For state-based rewards that depend on object poses: verify that your real-world object tracking system (AprilTags, visual tracking, or force-based estimation) provides poses in the same coordinate frame and units as the simulation. Run the oracle policy on the real robot for 10 episodes and compute the reward at each timestep using both the real sensor data and ground truth (measured with an external tracking system like OptiTrack or a calibrated overhead camera). The discrepancy between tracked and ground truth rewards quantifies the sensor-noise-induced reward error. If this error exceeds 20% of the inter-step reward variance, the reward signal is too noisy for learning — either improve the tracking system or switch to a learned vision-based reward that is more robust to per-frame noise.

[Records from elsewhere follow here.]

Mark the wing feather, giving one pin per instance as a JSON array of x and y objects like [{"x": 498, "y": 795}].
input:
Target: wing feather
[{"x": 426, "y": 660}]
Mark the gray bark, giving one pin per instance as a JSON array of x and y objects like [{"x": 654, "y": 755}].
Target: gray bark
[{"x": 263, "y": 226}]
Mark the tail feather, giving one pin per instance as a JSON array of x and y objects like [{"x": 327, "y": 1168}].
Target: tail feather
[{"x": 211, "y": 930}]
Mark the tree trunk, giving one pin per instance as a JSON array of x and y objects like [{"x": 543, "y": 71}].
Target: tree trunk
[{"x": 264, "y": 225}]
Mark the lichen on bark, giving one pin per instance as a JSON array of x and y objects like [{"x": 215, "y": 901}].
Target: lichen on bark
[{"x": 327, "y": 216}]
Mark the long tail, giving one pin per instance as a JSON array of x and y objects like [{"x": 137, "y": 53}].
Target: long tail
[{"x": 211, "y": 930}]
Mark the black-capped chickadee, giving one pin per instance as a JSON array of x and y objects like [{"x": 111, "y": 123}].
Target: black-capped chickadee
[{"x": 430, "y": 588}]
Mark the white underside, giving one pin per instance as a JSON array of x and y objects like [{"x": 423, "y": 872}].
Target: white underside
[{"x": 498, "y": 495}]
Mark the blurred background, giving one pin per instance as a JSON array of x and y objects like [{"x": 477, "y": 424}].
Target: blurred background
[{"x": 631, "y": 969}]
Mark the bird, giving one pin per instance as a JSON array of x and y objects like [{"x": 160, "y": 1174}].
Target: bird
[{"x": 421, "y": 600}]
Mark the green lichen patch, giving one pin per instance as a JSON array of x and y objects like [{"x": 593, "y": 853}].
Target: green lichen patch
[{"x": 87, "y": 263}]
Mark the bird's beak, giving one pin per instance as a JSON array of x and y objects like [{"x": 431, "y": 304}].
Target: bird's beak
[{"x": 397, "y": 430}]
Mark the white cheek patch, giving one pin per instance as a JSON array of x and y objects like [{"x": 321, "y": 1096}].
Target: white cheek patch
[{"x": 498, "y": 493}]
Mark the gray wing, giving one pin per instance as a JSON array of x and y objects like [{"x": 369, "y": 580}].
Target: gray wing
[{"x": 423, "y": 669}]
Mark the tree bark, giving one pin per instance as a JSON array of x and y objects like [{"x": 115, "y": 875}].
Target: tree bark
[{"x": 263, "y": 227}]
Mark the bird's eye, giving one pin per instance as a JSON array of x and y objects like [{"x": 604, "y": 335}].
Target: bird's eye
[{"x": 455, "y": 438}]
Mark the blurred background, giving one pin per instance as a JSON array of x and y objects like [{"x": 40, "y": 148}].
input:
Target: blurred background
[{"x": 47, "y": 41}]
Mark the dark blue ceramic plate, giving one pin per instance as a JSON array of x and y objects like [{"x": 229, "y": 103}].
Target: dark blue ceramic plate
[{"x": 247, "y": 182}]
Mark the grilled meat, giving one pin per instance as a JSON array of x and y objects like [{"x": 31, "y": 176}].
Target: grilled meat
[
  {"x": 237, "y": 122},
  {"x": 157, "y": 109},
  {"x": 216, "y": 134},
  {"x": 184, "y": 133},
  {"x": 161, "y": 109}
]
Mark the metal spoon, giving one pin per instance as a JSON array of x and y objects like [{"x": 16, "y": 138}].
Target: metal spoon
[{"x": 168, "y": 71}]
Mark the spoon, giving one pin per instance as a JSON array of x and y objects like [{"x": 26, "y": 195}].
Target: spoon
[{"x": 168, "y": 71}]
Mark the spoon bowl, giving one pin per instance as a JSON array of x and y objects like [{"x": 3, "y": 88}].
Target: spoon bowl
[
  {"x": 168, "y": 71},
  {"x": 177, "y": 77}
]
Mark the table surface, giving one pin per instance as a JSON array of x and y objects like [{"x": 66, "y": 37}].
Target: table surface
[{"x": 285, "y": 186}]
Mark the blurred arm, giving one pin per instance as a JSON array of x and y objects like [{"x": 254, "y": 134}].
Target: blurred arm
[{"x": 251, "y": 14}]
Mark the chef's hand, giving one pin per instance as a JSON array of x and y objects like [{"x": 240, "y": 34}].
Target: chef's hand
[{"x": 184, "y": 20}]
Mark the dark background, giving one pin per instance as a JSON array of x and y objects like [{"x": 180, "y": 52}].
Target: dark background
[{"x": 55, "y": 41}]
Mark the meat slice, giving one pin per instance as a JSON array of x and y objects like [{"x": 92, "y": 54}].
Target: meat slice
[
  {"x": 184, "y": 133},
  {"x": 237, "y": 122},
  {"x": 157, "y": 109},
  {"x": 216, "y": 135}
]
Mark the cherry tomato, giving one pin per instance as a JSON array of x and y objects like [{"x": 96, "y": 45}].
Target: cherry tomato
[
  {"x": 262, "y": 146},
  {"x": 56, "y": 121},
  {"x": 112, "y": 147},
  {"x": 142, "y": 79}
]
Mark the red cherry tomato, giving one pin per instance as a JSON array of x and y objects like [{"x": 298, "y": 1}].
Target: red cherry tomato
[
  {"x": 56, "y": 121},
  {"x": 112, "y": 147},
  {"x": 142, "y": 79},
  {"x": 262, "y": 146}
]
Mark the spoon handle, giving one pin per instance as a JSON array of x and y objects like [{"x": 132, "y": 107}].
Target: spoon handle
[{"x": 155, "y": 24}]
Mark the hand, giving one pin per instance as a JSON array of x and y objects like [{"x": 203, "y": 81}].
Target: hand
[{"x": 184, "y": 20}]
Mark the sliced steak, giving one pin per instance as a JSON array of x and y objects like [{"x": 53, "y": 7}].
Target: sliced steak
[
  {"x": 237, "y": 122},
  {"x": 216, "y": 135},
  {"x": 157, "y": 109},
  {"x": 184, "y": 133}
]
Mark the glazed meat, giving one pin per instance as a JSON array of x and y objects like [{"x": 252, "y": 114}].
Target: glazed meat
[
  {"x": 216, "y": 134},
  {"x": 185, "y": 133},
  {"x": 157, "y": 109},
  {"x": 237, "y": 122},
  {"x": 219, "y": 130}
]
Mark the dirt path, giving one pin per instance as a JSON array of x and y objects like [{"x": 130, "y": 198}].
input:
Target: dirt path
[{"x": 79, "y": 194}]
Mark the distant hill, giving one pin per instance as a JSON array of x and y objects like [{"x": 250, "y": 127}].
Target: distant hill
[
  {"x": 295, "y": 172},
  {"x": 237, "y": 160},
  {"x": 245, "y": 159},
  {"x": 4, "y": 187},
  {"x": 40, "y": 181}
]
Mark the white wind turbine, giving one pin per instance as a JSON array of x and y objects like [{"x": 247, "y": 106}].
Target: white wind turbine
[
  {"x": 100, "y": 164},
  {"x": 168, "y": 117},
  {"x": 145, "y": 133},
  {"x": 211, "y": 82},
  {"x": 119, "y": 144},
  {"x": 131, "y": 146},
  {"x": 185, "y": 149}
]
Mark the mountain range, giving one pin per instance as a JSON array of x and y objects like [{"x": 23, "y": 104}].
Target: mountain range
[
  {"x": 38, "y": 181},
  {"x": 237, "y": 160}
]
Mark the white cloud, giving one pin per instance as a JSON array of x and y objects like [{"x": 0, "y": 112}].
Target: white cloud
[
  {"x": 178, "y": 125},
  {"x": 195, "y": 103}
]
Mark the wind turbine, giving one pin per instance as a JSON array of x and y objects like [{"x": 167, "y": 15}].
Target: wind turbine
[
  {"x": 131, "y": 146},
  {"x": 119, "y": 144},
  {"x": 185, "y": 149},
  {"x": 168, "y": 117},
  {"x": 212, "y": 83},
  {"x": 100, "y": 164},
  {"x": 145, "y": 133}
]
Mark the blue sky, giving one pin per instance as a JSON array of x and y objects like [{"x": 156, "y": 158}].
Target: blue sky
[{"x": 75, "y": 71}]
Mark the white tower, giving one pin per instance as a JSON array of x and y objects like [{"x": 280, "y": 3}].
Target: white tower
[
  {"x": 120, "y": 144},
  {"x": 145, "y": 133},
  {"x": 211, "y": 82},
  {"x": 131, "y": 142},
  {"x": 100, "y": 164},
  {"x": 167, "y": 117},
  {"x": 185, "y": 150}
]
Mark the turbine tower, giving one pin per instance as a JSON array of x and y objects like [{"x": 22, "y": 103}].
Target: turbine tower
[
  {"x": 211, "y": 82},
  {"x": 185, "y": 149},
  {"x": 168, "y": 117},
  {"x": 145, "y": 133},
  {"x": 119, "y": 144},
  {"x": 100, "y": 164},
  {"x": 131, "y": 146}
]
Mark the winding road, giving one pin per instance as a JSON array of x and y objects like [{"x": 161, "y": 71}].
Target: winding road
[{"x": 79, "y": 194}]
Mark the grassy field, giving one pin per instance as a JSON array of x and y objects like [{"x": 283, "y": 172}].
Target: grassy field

For learned reward models: fine-tune on a small dataset of real-robot trajectory segments (50-200) with preference labels. The visual domain gap between simulation and real-world images can degrade vision-based reward models. Collect real-world preference data covering the same success/failure modes as the simulation training data. Fine-tune only the MLP head (freeze the vision encoder) with a small learning rate (1e-5) for 20 epochs. Validate on held-out real-world preferences.

Document the final reward function as a standalone Python module with: the reward computation function, all hyperparameters (weights, thresholds, normalization constants), the success criterion function, and a validation script that runs on recorded episodes and outputs per-component reward traces. This module becomes a reusable artifact that other team members can apply to new tasks by modifying the task-specific components while keeping the reward structure and validation framework.